Tausende brasilianische Einkaufstouristen zieht es täglich nach Paraguay. In der Grenzstadt Ciudad del Este können sie steuerfrei einkaufen.
Über den Paraná-Fluss und die «Brücke der Freundschaft» geht es von Brasilien ins Nachbarland Paraguay.
Die Grenzstadt Ciudad del Este, ganz im Osten Paraguays, ist mit rund 300'000 Einwohnerinnen und Einwohnern die zweitgrösste Stadt des Landes, nach der Hauptstadt Asunción. Neben Spanisch ist auch die Indigenen-Sprache Guaraní offizielle Landessprache in Paraguay.
Die meisten brasilianischen Touristen wollen in eines der grossen Einkaufszentren. Die Namen «Shopping Paris» und «Shopping China» signalisieren importierte Ware: Von der Playstation über Zigaretten bis zu edlem Whiskey lässt sich hier alles steuerfrei kaufen.
Allerdings nicht ohne Risiko: Immer wieder kommt es zu Überfällen, auch auf Touristinnen. Ciudad del Este gilt als Schmuggel-Hochburg. Brasilianische Drogenkartelle nutzen den Paraná-Fluss, um Kokain aus den Anbaugebieten in Peru, Bolivien und Kolumbien durch Paraguay bis an die Atlantikküste zu schmuggeln – dort wird das Kokain verschifft Richtung Europa.
Für internationales Aufsehen sorgte die Ermordung des paraguayischen Staatsanwalts Marcelo Pecci – er kämpfte gegen die Drogenkriminalität in seinem Land und wurde im Mai 2022 erschossen.
Auch rund um die beliebten Einkaufszentren kommt es zu blutigen Abrechnungen unter Drogenkartellen: Sie haben sich von Ciudad del Este längst bis in die Hauptstadt Paraguays ausgebreitet.
Im Februar wurde in Asunción einer der Drogenbosse des brasilianischen Kartells «Primeiro Comando da Capital» erschossen. Der Mann, bekannt unter dem Namen «Ryguasú», starb in einem Kugelhagel von 34 Schüssen am helllichten Tag – vor einem Supermarkt.
Das Drogengeschäft bringt auch Korruption mit sich. Im Korruptionsindex von Transparency International belegt Paraguay Platz 137 von 180.
Die Korruption ist auch eines der Hauptthemen bei den Präsidentschafts- und Parlamentswahlen vom 30. April. Die regierende rechtskonservative Colorado-Partei ist derzeit in einen Korruptionsskandal verwickelt. Parteichef und Ex-Präsident Horacio Cartes wurde kürzlich von den USA auf eine Sanktionsliste gesetzt, wegen bedeutenden Korruptionsverdachts.
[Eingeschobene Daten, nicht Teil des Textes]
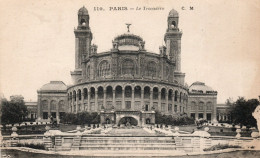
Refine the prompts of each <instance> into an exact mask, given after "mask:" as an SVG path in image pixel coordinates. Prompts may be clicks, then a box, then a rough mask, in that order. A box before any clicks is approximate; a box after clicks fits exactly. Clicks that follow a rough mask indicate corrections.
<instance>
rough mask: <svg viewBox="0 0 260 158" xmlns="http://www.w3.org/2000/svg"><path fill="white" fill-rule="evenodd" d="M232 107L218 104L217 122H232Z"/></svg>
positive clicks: (226, 104)
mask: <svg viewBox="0 0 260 158" xmlns="http://www.w3.org/2000/svg"><path fill="white" fill-rule="evenodd" d="M230 111H231V106H230V105H227V104H217V120H218V121H219V122H230V121H231V115H230Z"/></svg>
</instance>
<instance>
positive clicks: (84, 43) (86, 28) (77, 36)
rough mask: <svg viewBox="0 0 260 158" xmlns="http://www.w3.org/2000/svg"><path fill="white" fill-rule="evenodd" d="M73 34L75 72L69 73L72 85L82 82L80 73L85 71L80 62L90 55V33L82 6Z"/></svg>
mask: <svg viewBox="0 0 260 158" xmlns="http://www.w3.org/2000/svg"><path fill="white" fill-rule="evenodd" d="M74 34H75V70H74V71H72V72H71V77H72V80H73V83H74V84H76V83H79V82H81V81H82V79H83V77H82V72H83V73H84V72H85V71H84V70H86V68H85V65H82V61H84V60H85V59H86V58H88V57H89V56H90V54H91V41H92V33H91V30H90V27H89V15H88V10H87V9H86V8H85V7H84V6H83V7H82V8H80V9H79V11H78V27H77V29H74Z"/></svg>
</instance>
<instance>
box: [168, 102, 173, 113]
mask: <svg viewBox="0 0 260 158" xmlns="http://www.w3.org/2000/svg"><path fill="white" fill-rule="evenodd" d="M168 111H170V112H171V111H172V104H169V105H168Z"/></svg>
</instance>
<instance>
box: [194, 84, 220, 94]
mask: <svg viewBox="0 0 260 158" xmlns="http://www.w3.org/2000/svg"><path fill="white" fill-rule="evenodd" d="M189 92H190V93H215V92H216V91H214V90H213V89H212V88H211V87H209V86H207V85H205V83H203V82H199V81H197V82H194V83H193V84H192V85H191V86H190V87H189Z"/></svg>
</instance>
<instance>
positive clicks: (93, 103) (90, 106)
mask: <svg viewBox="0 0 260 158" xmlns="http://www.w3.org/2000/svg"><path fill="white" fill-rule="evenodd" d="M90 107H91V111H94V110H95V103H91V106H90Z"/></svg>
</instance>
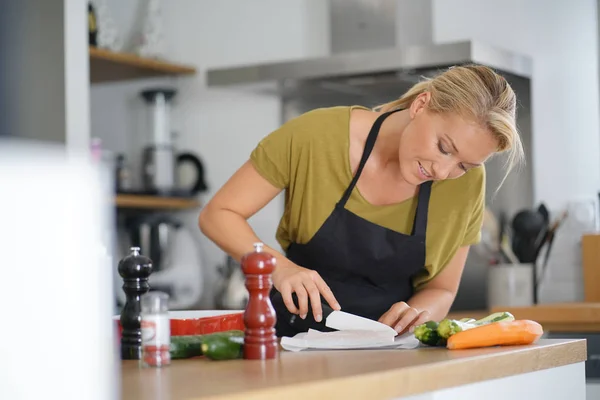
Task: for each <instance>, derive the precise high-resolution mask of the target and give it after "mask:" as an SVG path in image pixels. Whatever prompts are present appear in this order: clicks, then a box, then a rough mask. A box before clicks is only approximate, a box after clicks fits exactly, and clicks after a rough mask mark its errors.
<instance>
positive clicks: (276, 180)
mask: <svg viewBox="0 0 600 400" xmlns="http://www.w3.org/2000/svg"><path fill="white" fill-rule="evenodd" d="M293 122H294V121H289V122H287V123H285V124H283V125H282V126H281V127H280V128H278V129H276V130H275V131H273V132H271V133H270V134H269V135H267V136H266V137H264V138H263V139H262V140H261V141H260V142H259V143H258V145H257V146H256V147H255V148H254V150H253V151H252V153H251V154H250V161H251V162H252V165H253V166H254V168H256V170H257V171H258V173H259V174H260V175H261V176H262V177H263V178H265V179H266V180H268V181H269V182H270V183H271V184H272V185H274V186H275V187H277V188H279V189H285V188H286V187H288V185H289V184H290V164H291V154H292V149H291V147H292V136H293V131H294V129H295V128H294V123H293Z"/></svg>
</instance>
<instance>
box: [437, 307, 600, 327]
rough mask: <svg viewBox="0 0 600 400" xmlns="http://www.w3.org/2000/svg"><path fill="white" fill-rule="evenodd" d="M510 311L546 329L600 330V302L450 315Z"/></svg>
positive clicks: (474, 314)
mask: <svg viewBox="0 0 600 400" xmlns="http://www.w3.org/2000/svg"><path fill="white" fill-rule="evenodd" d="M499 311H508V312H510V313H512V314H513V315H514V316H515V318H517V319H531V320H534V321H537V322H539V323H540V324H542V326H543V327H544V330H545V331H552V332H575V333H581V332H600V303H591V302H590V303H586V302H582V303H550V304H538V305H534V306H527V307H494V308H492V309H491V310H489V311H486V310H481V311H459V312H451V313H450V314H448V317H450V318H454V319H460V318H466V317H470V318H475V319H478V318H483V317H485V316H486V315H488V314H491V313H494V312H499Z"/></svg>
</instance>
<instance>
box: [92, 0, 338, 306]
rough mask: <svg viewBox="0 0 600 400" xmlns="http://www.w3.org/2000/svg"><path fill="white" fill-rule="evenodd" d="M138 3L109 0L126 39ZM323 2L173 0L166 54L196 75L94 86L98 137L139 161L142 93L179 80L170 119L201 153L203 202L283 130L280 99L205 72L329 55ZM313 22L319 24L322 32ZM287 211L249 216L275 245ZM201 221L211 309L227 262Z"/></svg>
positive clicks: (258, 214)
mask: <svg viewBox="0 0 600 400" xmlns="http://www.w3.org/2000/svg"><path fill="white" fill-rule="evenodd" d="M140 4H141V3H140V0H136V1H129V2H122V1H120V0H108V1H107V5H108V7H109V9H110V11H111V14H112V15H113V16H115V20H116V23H117V24H118V26H120V27H126V29H125V30H126V32H125V33H124V35H125V36H126V37H125V39H126V40H125V42H128V41H129V40H128V38H129V37H130V35H131V34H132V30H131V28H129V27H130V26H131V25H132V24H134V23H135V21H134V17H135V12H136V10H138V9H139V5H140ZM164 4H167V2H164ZM325 5H326V4H325V2H322V1H320V0H311V1H293V2H281V1H277V0H261V1H255V2H243V1H237V0H222V1H218V2H212V1H211V2H209V1H197V0H177V1H176V2H170V3H169V7H165V11H164V20H165V33H166V37H165V39H166V42H167V46H166V49H167V50H166V52H167V54H166V56H167V58H169V59H171V60H178V61H181V62H184V63H188V64H192V65H195V66H196V67H197V68H198V70H199V71H198V74H197V76H195V77H192V78H183V79H178V80H173V81H169V80H166V79H153V80H145V81H142V82H134V83H118V84H107V85H102V86H98V85H95V86H93V87H92V97H91V101H92V111H91V112H92V133H93V135H96V136H100V137H102V138H103V139H104V144H105V145H106V146H107V147H108V148H109V149H112V150H118V149H126V150H127V152H128V153H129V154H131V155H132V156H133V157H134V162H135V164H136V165H137V161H138V155H139V151H140V149H141V144H142V142H143V140H144V133H143V132H139V124H138V120H139V118H140V117H141V116H143V107H142V106H141V102H140V100H139V98H137V93H138V92H139V91H140V90H141V89H142V88H145V87H148V86H149V85H152V84H157V83H164V82H173V83H174V84H175V85H177V87H178V88H179V93H178V95H177V100H176V105H175V109H174V111H173V118H172V120H173V121H172V122H173V126H174V129H176V130H177V131H178V132H179V140H178V146H179V147H180V148H181V149H185V150H190V151H193V152H196V153H197V154H199V155H200V157H201V158H202V161H203V162H204V164H205V169H206V173H207V176H206V179H207V183H208V185H209V187H210V189H209V191H208V192H207V193H206V194H205V195H204V196H203V199H204V200H207V199H209V198H210V197H211V196H212V195H213V194H214V193H215V191H216V190H217V189H218V188H219V187H220V186H221V185H223V184H224V183H225V181H226V180H227V178H228V177H229V176H230V175H231V174H232V173H233V172H234V171H235V170H236V169H237V168H238V167H239V166H240V165H241V164H242V163H243V162H244V161H246V160H247V158H248V156H249V154H250V152H251V151H252V149H253V148H254V146H255V145H256V144H257V142H258V141H259V140H260V139H261V138H262V137H263V136H264V135H266V134H268V133H269V132H270V131H272V130H273V129H275V128H277V127H278V125H279V124H280V103H279V101H278V100H277V99H275V98H267V97H260V96H256V95H249V94H246V95H242V94H240V93H237V92H226V91H216V90H210V91H209V90H206V89H205V88H204V84H203V82H204V70H205V69H206V68H208V67H213V66H222V65H237V64H242V63H252V62H260V61H265V60H277V59H289V58H300V57H306V56H312V55H319V54H325V53H326V52H327V51H328V48H329V42H328V41H327V40H322V38H324V37H325V35H324V34H321V32H322V29H323V28H322V27H323V26H324V25H323V23H324V22H325V17H326V13H325V12H324V8H323V7H324V6H325ZM117 14H118V15H117ZM281 15H283V16H284V17H281ZM315 27H321V28H319V29H321V31H320V30H319V29H315ZM281 212H282V202H281V201H279V202H275V203H272V204H271V205H269V206H267V207H266V208H265V209H264V210H262V211H261V212H260V213H259V214H258V215H256V216H255V217H254V218H253V219H252V220H251V225H252V226H253V228H254V229H255V230H256V232H257V234H258V236H259V237H260V238H261V239H262V240H264V241H265V242H266V243H269V244H270V245H273V246H275V245H276V242H275V239H274V232H275V229H276V227H277V224H278V222H279V218H280V215H281ZM196 218H197V212H192V213H186V222H187V224H188V225H189V227H190V228H191V229H194V230H195V231H196V234H197V237H198V239H199V246H200V248H201V251H202V252H203V254H204V255H205V257H204V261H205V267H204V269H205V270H206V273H207V275H208V276H207V278H208V279H207V283H206V285H205V287H206V290H207V291H206V296H205V298H206V301H203V304H202V306H207V307H210V306H211V302H210V301H208V299H209V298H211V296H212V292H211V285H210V283H211V276H212V275H213V271H214V268H215V266H216V265H217V264H218V263H221V262H223V261H224V255H223V253H222V252H221V251H220V250H219V249H218V248H217V247H216V246H215V245H214V244H213V243H212V242H210V241H209V240H207V239H206V238H204V237H203V236H202V235H201V234H200V233H199V232H198V228H197V223H196Z"/></svg>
Cartes ist der wichtigste Geldgeber von Santiago «Santi» Peña, dem aktuellen Präsidentschaftskandidaten der Colorado-Partei.
Obwohl die Colorado-Partei, die einst auch Langzeitdiktator Alfredo Stroessner als Basis diente, schon seit 76 Jahren fast ununterbrochen das politische Geschehen in Paraguay lenkt, wittert die Opposition dieses Jahr eine Chance: Mitte-links-Kandidat Efraín Alegre verspricht, die Korruption im Land zu bekämpfen. In den Umfragen liegt Alegre derzeit leicht vorne.
Handwerkskünstlerin Angélica weiss noch nicht, wen sie wählen wird. Die Maka-Frau gehört zu einem der rund 20 Urvölker Paraguays. «Wir Maka werden so wählen, wie es unser Häuptling entscheidet», erklärt sie.
Die meisten brasilianischen Touristen bekommen von all dem kaum etwas mit. Sie knipsen vor dem nahegelegenen Wasserfall «Salto del Monday» noch schnell ein Foto, bevor sie von Ciudad del Este nach Brasilien zurückfahren.